Region sees 2030 SDA as viable means for growth, development
Posted in: Press Releases by admin | 15 July 2016 | 6750
“It is the firm view of the Caribbean Community (CARICOM) that the 2030 Sustainable Development Agenda offers a viable means for fostering growth and development in our region, where, despite some progress, economic transformation and sustainable development have been difficult to achieve.”
From remarks delivered today by H.E. Missouri Sherman-Peter, Ambassador/Permanent Observer for the Caribbean Community to the United Nations, to the High-Level Political Forum on Sustainable Development, convened under the auspices of the Economic and Social Council 2016 session, at UN Headquarters, New York.
See full remarks:
Economic and Social Council 2016 session High-level political forum on sustainable development convened under the auspices of the Council (agenda item 6) Session 16 Discussion on “Regional experiences” REMARKS ON BEHALF OF THE CARIBBEAN COMMNITY (CARICOM) SECRETARIAT BY H.E. EXCELLENCY A. MISSOURI SHERMAN-PETER AMBASSADOR/PERMANENT OBSERVER FOR THE CARIBBEAN COMMUNITY TO THE UNITED NATIONS UNITED NATIONS HEADQUARTERS NEW YORK, USA FRIDAY, 15 JULY 2016
Mr. President, Excellencies, Distinguished Panelists, Ladies and Gentlemen:
It is the firm view of the Caribbean Community (CARICOM) that the 2030 Sustainable Development Agenda offers a viable means for fostering growth and development in our region, where, despite some progress, economic transformation and sustainable development have been difficult to achieve.
Notwithstanding their middle-income status and relatively high placement on the human development index, most of our 14 CARICOM member states continue to face significant development challenges. These challenges include low economic growth; high unemployment, especially among youths; high debt to GDP ratios; a high food import bill; high-income inequality; and high rates of poverty.
The 2030 Agenda and its deliberate integration of the SAMOA Pathway represents an opportunity to adjust our development strategies and polices so as to promote structural change, employment, productivity gains and competitiveness, while advancing social development and environmental sustainability.

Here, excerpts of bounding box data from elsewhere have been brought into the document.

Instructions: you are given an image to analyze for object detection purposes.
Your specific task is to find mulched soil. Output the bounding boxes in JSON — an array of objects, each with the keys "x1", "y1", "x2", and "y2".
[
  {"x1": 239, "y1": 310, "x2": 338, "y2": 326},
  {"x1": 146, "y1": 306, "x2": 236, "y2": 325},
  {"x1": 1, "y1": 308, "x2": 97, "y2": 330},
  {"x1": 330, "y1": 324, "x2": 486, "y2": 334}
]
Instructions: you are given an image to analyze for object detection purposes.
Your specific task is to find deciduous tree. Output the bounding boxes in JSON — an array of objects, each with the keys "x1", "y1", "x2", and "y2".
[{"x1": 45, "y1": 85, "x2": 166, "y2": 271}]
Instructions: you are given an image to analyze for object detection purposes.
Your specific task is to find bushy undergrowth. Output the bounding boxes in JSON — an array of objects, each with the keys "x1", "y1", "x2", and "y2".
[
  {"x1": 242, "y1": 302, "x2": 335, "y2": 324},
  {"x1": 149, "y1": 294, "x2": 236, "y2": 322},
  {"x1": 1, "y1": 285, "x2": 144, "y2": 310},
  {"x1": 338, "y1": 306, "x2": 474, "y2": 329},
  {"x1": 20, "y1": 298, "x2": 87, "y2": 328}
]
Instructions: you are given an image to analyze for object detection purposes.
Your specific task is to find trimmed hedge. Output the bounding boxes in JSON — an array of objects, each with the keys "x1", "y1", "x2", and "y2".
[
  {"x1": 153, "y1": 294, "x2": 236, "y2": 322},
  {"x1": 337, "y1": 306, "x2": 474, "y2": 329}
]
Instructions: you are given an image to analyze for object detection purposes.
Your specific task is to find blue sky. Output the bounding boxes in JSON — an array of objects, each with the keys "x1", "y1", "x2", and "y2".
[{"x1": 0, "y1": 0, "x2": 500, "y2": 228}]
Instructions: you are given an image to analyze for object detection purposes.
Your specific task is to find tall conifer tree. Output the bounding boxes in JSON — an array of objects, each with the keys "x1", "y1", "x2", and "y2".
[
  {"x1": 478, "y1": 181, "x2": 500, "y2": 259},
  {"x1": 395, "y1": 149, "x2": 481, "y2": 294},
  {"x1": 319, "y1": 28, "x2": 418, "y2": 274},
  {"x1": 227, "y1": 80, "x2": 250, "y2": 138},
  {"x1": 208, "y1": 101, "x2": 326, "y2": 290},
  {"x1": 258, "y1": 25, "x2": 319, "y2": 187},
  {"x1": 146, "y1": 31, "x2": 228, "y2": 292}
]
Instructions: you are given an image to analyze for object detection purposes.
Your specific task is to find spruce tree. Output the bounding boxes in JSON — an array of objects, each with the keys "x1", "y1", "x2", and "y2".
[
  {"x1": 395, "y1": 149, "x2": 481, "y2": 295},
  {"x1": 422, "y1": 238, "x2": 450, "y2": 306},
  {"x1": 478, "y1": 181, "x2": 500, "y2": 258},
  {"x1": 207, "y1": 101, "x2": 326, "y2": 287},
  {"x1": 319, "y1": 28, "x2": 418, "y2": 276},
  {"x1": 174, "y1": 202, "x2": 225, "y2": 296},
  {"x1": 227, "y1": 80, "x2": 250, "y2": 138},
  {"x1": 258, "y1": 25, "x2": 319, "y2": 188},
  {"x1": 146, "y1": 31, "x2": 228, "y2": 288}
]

Our countries are challenged by enormous public debt, which will impact the pace at which our region can implement the sustainable development goals. High debt reduces the fiscal space needed to invest in the catalytic changes at the national and regional levels to drive sustainable development. In the absence of significant debt relief, which has not been forthcoming for Caribbean economies, we will have to rely on domestic and regional resource mobilization, particularly from the private sector, to meet development needs.
The region’s private sector and civil societies, however, do not have the sufficient capacity to effectively engage in development-oriented activities, at the national or regional levels. Focus on strengthening the capacity of both the private sector and civil society to scale up their ability to engage is critical.
The propensity of the region to rely almost exclusively on international cooperation, often delivered by our international development partners through technical cooperation, capacity building initiatives, and knowledge transfer does not always allow public/private partnerships to take off as required.
Nevertheless, our initiatives to implement 2030 Agenda will benefit from our region’s integration efforts. CARICOM integration is based on four pillars: economic integration, functional cooperation, foreign policy coordination and security. The governance structures that have been put in place to drive regional decision-making in these areas are robust. They have been designed not only to facilitate good governance, but also to achieve efficiency gains through inter alia enhancement of the commitment to harmonisation and integration; regional consensus building; reduction in transaction costs though the provision of common services; and effective use of scarce human resources.
This platform provides a solid basis for CARICOM to make a persuasive case for a more central place in development cooperation, in support of the implementation of the 2030 Agenda and the sustainable development goals.
This global initiative comes at a time when CARICOM is implementing its Strategic Plan 2015-2019. The Strategic Plan is premised on a resilience model for socio-economic progress. It targets the achievement of economic, social, environmental and technological resilience.
It emphasises the importance of addressing inequality, and advocates the mainstreaming of inclusiveness in public policy, and the adoption of integrated approaches to development. The Strategic plan can play a key role roll in streamlining and systematizing the delivery of support for implementation of the 2030 Agenda and Sustainable Development goals in the Caribbean.
Ladies and gentlemen, the Caribbean Community has made great strides to address its developmental challenges through regional integration processes. There is no doubt that implementation of the 2030 Agenda and the SAMOA Pathway will provide yet another opportunity for the region to work even more collaboratively with all stakeholders to seek solutions to those challenges that in a real sense, unwittingly limit our aspirations and constrain our development.